Mais uma questão: O Brasil, o quarto país do mundo que mais emite gás carbônico na atmosfera, tem 80% do total emitido decorrentes da destruição florestal, com tendência a aprofundar o problema face à pressão da expansão de monocultura para a produção de agroenergia. Como informa Verena Glass, em Carta Maior, essa e outras razões reforçam as preocupações do presidente da FAO, Jaques Diouff. Ele considera a segurança alimentar um problema ético, político e econômico, cuja solução estaria no “acesso dos pobres à terra e aos recursos naturais”. E ensina que cabe aos governos a administração da disponibilidade destes recursos e fazer com que produzir alimentos e agroenergia não sejam atividades excludentes.É nesse mesmo rumo que a Agência Carta Maior, de 12/07/2007, traz mais uma matéria de Verena Glass destacando as preocupações da Partido Verde da Alemanha em criar uma certificação internacional para a produção de etanol com vistas a garantir padrões ambientais, sociais e trabalhistas. Suas fundamentações levam em consideração que as energias renováveis, como os agro-combustíveis, são instrumentos fundamentais para o processo de independência das populações mais pobres, e essenciais no combate ao aquecimento global. Pelo PV alemão, uma certificação internacional deverá constranger as práticas ilegais e estimular a boa produção.

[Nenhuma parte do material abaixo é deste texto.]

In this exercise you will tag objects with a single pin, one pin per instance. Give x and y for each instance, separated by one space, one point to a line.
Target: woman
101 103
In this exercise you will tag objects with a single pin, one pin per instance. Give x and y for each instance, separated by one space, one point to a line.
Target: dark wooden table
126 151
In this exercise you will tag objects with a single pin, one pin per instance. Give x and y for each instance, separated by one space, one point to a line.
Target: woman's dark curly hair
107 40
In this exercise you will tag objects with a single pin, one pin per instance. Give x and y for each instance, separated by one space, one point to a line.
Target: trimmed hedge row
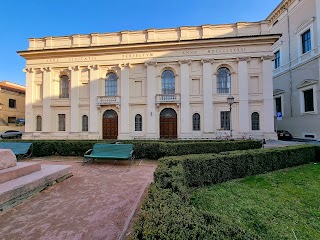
143 149
167 214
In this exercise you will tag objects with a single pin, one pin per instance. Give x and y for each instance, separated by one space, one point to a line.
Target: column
267 95
29 116
74 98
46 116
207 96
243 81
94 87
185 99
151 96
124 132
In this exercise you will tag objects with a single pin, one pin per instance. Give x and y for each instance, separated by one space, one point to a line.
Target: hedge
166 212
143 149
203 169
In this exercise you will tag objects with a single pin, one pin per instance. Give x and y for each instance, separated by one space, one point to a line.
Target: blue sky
23 19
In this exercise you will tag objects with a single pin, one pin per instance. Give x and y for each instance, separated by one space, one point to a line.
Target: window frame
255 123
12 102
138 123
85 123
38 123
61 128
220 82
111 85
196 122
225 120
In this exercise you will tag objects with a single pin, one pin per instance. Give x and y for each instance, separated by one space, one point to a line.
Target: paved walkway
96 203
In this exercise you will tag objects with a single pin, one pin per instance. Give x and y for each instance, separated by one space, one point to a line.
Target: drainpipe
290 73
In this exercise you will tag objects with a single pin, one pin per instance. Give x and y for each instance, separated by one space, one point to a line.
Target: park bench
109 151
20 149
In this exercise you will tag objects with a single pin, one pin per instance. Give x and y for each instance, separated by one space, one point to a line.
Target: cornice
279 10
76 51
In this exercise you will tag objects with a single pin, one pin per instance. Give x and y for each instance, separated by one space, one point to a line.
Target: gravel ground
97 202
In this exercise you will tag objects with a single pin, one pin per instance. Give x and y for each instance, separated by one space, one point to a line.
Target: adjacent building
151 84
296 67
12 103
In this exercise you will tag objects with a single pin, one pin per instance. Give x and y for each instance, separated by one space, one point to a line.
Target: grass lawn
278 205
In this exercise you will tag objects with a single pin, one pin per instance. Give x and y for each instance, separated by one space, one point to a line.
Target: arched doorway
110 124
168 123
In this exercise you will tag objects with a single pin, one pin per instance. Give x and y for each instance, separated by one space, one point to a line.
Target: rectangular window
306 41
277 59
278 104
62 122
225 120
12 103
12 119
308 100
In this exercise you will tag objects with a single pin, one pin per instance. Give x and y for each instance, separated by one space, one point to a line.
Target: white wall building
151 84
296 66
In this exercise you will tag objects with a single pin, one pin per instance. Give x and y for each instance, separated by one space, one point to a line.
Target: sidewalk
96 203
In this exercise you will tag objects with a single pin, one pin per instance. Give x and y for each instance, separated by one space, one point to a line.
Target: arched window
84 123
64 86
168 82
111 85
138 123
223 80
255 122
39 123
196 122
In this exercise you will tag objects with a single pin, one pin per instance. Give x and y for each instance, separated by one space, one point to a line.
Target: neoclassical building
151 84
296 67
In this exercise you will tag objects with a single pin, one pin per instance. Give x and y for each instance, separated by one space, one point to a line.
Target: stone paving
98 202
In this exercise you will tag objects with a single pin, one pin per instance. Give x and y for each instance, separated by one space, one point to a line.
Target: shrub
143 149
207 168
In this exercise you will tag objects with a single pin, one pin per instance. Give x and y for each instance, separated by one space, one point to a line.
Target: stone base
7 159
15 191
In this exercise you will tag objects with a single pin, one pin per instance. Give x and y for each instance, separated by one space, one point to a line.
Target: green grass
279 205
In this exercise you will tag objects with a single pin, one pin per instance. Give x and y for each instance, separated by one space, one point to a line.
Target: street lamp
230 100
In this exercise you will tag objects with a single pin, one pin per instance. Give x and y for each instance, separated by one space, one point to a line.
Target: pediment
306 83
277 92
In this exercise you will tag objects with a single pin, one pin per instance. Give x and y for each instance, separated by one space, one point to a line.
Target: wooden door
168 124
110 125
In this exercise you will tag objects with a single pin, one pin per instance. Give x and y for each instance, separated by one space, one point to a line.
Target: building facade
296 67
151 84
12 103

Por isso, tanto Jaques Diouff, ao reconhecer que a FAO não tem acúmulo suficiente sobre o tema para apontar soluções para os passivos sócio-ambientais, quanto o discurso dos verdes alemães vêm reforçar o direito soberano das nações em poderem expandir suas fronteiras agrícolas. No mesmo viés, o diretor da FAO para a América Latina, José Graziano da Silva, junta razões ao projeto brasileiro: “se a transição energética introduz uma sombra de incerteza em outras regiões do mundo, no nosso caso a abundância de terras, o clima, a experiência acumulada, a disponibilidade de mão de obra e a cooperação crescente entre os governos abrem uma oportunidade única para fazer da agroenergia o pilar de um projeto de futuro...”
A defesa da expansão da agroenergia deve se submeter a uma regulação que confronte os problemas ambientais, sociais e trabalhistas intrínsecos à atividade, ciente de que a produção sucroalcooleira é historicamente responsável pela concentração de terras, pelo desrespeito às leis ambientais e trabalhistas, pela perpetuação da pobreza. Condições que dão aos pólos canavieiros os menores índices de desenvolvimento humano do país. Um bom projeto, entre as ressalvas apontadas, deve pautar a inclusão da agricultura familiar, que pode gerar uma boa complementação financeira, desde que não interfira na produção de alimentos. Fiquemos atentos.